30 adult liver graft recipients were included in an intent-to-treat analysis. Dual induction immunosuppression consisted of tacrolimus and mycophenolate mofetil. Prophylactic steroids were not given. Efficacy and safety parameters analyzed were patient and graft survival, incidence and severity of rejection, and adverse events in correlation to immunosuppressive drug levels.
Patient and graft survival at 2 years was 86.7 and 83.9%, respectively. Acute rejection occurred in 26.2%, and was associated with subtherapeutic tacrolimus blood levels and diarrhea. All rejections were completely reversible by temporary addition of steroids. Acute renal failure was seen in 10/30 patients, and was related to high tacrolimus blood levels together with primary liver graft dysfunction. 43% of all patients never received any steroids, and 73% were on a steroid-free maintenance regimen.
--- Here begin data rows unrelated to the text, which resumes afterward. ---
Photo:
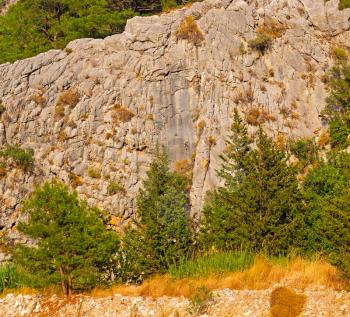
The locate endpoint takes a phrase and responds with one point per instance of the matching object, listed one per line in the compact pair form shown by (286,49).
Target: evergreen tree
(73,246)
(260,206)
(161,235)
(327,190)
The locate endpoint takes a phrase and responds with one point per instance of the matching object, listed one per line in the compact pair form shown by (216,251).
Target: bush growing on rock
(72,247)
(23,158)
(261,43)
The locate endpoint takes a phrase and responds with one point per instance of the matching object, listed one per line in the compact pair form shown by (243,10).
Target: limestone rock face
(94,111)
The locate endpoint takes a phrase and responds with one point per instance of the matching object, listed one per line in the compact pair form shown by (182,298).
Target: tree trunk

These results confirm that corticosteroids can be completely avoided from the beginning after liver transplantation. Double drug immunosuppression with tacrolimus and mycophenolate mofetil is effective and safe in terms of patient and graft survival as well as incidence and severity of rejection. In order to avoid under- or over-immunosuppression, which may be caused by impaired absorption or metabolism, close drug monitoring is advised.
传统上,皮质类固醇用于实体器官移植后的免疫抑制。多种现代免疫抑制剂为替换风险效益比不佳的药物提供了机会。这项前瞻性试点研究的目的是调查临床肝移植后一种新型无类固醇免疫抑制方案。
30名成年肝移植受者纳入意向性分析。双重诱导免疫抑制由他克莫司和霉酚酸酯组成。未给予预防性类固醇。分析的疗效和安全性参数包括患者和移植物存活率、排斥反应的发生率和严重程度,以及与免疫抑制药物水平相关的不良事件。
2年时患者和移植物存活率分别为86.7%和83.9%。26.2%发生急性排斥反应,且与他克莫司血药浓度低于治疗水平及腹泻有关。所有排斥反应通过临时加用类固醇均可完全逆转。10/30例患者出现急性肾衰竭,与他克莫司血药浓度高及原发性肝移植物功能障碍有关。43%的患者从未接受过任何类固醇治疗,73%的患者采用无类固醇维持方案。
这些结果证实肝移植后可从一开始就完全避免使用皮质类固醇。他克莫司和霉酚酸酯双重药物免疫抑制在患者和移植物存活率以及排斥反应的发生率和严重程度方面是有效且安全的。为避免可能由吸收或代谢受损引起的免疫抑制不足或过度,建议密切监测药物。